Memória BF | Talib Kweli: Perfil de um MC

Texto por Felipe Schmidt, do Blog Boombap. Publicado originalmente em 09 de dezembro de 2008, última edição em 02 de outubro de 2019.

Nascido no bairro do Brooklyn, em 3 de outubro de 1975, o rapper, empresário e ativista Talib Kweli pode ser considerado um representante legítimo da cultura Hip Hop. Além de ótimo MC, ele vive engajado em movimentos contra o racismo, violência policial e também questões sociais. Hoje ele completa 44 anos, resgatamos um conteúdo publicado em 2008, ano que o MC fez sua primeira passagem pelo Brasil.
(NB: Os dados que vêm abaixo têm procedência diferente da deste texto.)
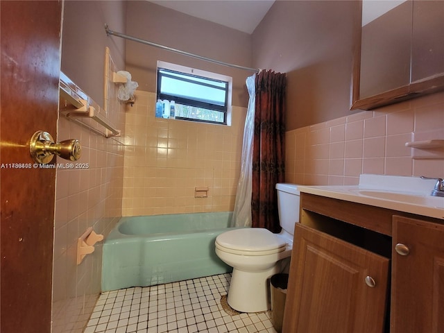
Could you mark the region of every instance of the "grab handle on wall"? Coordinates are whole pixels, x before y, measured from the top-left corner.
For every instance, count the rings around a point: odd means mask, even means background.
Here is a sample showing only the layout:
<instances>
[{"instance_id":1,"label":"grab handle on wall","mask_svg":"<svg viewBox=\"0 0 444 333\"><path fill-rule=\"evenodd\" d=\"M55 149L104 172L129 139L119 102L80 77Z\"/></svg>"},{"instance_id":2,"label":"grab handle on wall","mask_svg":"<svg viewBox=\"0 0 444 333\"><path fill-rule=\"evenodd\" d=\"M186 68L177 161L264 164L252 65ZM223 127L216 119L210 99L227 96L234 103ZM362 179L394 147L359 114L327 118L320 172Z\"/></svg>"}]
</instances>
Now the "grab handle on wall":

Em entrevista ao Bocada Forte ele falou sobre diversos assuntos. Ilustramos a matéria com fotos do show no Indie Hip Hop 2008, alguns vídeos e no final uma mixtape especial, com seus maiores sucessos. Confira!



Por: Felipe Schmidt – Boombap

Flyer do Indie Hip Hop 2008 – Acervo BF

Talib Kweli é um dos maiores nomes do Rap americano atualmente. Com grandes álbuns em seu currículo e tendo trabalhado com vários pesos pesados da indústria artística dos EUA, ele conseguiu fãs em todo mundo, inclusive no Brasil.

É por isso que o emcee de 33 anos vem a São Paulo, nos próximos dias 13 e 14 dezembro. Ele será a atração principal do Indie Hip-Hop, evento que terá lugar em Santo André. A equipe do Bocada Forte conversou rapidamente por E-mail com ele para saber um pouco sobre esse talentoso artista.

“Meu nome é Kweli e eu adoro rimar, mano. Eu falo sobre amor e vida, mulheres, venham me conhecer”
Talib Kweli (“We Know” parti. Faith Evans, ‘The Beautiful Struggle’, 2004)

O ano era 1998 quando, tomado de assalto pela primeira onda de sucesso do Sul – na forma de Master P e os “No Limit Soldiers” – e começando a entrar de vez na cultura popular americana, o mundo do Rap viu surgir uma dupla de emcees auto-intitulados Black Star. Os jovens em questão eram Dante Smith (Mos Def) e Talib Kweli. Junto com o DJ Hi-Tek, eles criaram um álbum que, dez anos depois, é considerado um dos clássicos do gênero. Numa época em que a maioria dos rappers seguia o caminho do pop já traçado por nomes como Notorious B.I.G. e Jay-Z, Talib e Mos voltaram aos tempos de “Native Tongues”, com rimas sobre afrocentrismo, comentários sociais, narrativas urbanas e o próprio Hip-Hop. No grupo, enquanto Mos Def assumiu as rédeas como o cara progressivo, Talib representava o lado mais lírico, mais raiz da dupla. Até hoje, os fãs clamam por uma sequência do clássico, algo que não é negado por Kweli: “Mos Def é meu irmão. Uma seqüência é sempre uma possibilidade”, afirma.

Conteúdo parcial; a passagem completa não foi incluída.